Messaging Over IPv6 Headers

elias miles writes "A guy from the Swiss Unix Users Group made a cool utility that lets you chat over IPv6 packet headers. Not useful, but it's a nice hack. Read the article and download joe 6 pack."

4 of 70 comments (clear)

  1. Why not make this broadcast public keys? by Anonymous Coward · · Score: 5, Interesting

    As in the "radio stations" which broadcast some OTP numbers / instructions for spies / whatever, why not make this broadcast public keys of those whom you know along with your normal traffic.
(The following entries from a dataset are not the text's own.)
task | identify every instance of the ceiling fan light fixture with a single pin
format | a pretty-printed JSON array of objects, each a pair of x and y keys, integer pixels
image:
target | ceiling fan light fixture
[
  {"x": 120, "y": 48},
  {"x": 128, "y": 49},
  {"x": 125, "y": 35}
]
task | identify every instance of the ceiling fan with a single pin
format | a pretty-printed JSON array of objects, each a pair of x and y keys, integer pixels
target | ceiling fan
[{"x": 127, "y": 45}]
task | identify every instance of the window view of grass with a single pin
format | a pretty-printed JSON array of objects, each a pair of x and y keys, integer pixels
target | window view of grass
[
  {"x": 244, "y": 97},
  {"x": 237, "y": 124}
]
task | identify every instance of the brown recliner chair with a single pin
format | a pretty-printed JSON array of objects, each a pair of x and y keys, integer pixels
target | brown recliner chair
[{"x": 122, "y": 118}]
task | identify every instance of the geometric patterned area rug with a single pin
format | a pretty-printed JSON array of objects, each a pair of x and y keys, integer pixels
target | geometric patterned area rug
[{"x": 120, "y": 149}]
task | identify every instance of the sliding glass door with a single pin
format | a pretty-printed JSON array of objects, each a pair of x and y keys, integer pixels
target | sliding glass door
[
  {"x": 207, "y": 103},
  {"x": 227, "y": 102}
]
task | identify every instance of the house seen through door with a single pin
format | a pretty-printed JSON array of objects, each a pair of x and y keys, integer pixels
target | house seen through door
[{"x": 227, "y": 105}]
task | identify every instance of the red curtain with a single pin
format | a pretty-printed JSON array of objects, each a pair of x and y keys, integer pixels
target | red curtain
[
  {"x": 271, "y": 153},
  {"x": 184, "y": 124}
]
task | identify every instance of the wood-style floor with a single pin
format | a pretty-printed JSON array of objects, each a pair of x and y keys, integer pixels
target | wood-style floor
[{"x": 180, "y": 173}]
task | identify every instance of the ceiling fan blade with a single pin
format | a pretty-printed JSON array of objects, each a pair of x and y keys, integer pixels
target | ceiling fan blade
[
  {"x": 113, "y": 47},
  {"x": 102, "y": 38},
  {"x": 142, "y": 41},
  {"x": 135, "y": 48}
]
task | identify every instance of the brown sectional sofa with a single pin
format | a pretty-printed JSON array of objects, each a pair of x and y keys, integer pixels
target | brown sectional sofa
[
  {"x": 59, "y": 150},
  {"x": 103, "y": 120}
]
Then you could run a modified Joe Sixpack in the background and gather the keys that way.

    Or broadcast DNS information (suitably protected), creating a distributed naming service without DNS servers :-)
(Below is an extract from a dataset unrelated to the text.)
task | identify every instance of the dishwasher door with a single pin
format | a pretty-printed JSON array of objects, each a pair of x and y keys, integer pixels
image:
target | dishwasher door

    The motivation behind broadcasting is that if all the rest of the world is against you, your odds are so small that you will lose. But if the bad guys only get like 1 % of the rest of the world, you have a chance of winning. Supermegaprobabilisticexpialidocius!

  2. Covert Channel by espo812 · · Score: 5, Interesting

    This is known as a covert channel. Depending on what is going on this is useful or a security risk. For example, an employee could smuggle out data from a network possibly under the radar of most IDSes and the eyes of net admins. Replace employee with political prisioner, or spy, or whathave you.

    --

    espo
    1. Re:Covert Channel by cdemon6 · · Score: 4, Interesting

      >>> This is known as a covert channel. Depending on what is going on this is useful or a security risk.

      The german ct magazine had a working hack about a year ago which allowed network io over dsn query headers and could circumvent firewalls. Sounds like this might be pretty much the same problem, and i consider it a rather serious one because io based on such techniques may be slow because the is much more overhead than data per packet, but it *is* working and i don't know of any firewall which could prevent this. please correct me if i'm wrong in this point, of course ;)

  3. No need for destination options by xYoni69x · · Score: 4, Interesting

    The Joe 6 Pack uses IPv6 destination options to specify a special option that contains the chat message...
    The actual IPv6 packet being sent is an ICMPv6 echo-reply packet that seems to contain all nulls.
    This makes the destination option seem a bit redundant...
    You could implement this using nothing but ICMP (over either IPv4 or IPv6).

    In the ICMP echo data, build some kind of header:

    (4 bytes) magic identifier, i.e. 0xBAADF00D
    (n bytes) message
    (4 bytes) CRC-32 checksum of the previous n+4 bytes


    The CRC-32 checksum is there to differentiate between "chat-pings" and "real pings".

    I started to implement this as a special ping program (so you could do something like ping 1.2.3.4 --msg hi!) and maybe will finish it when I'm less busy.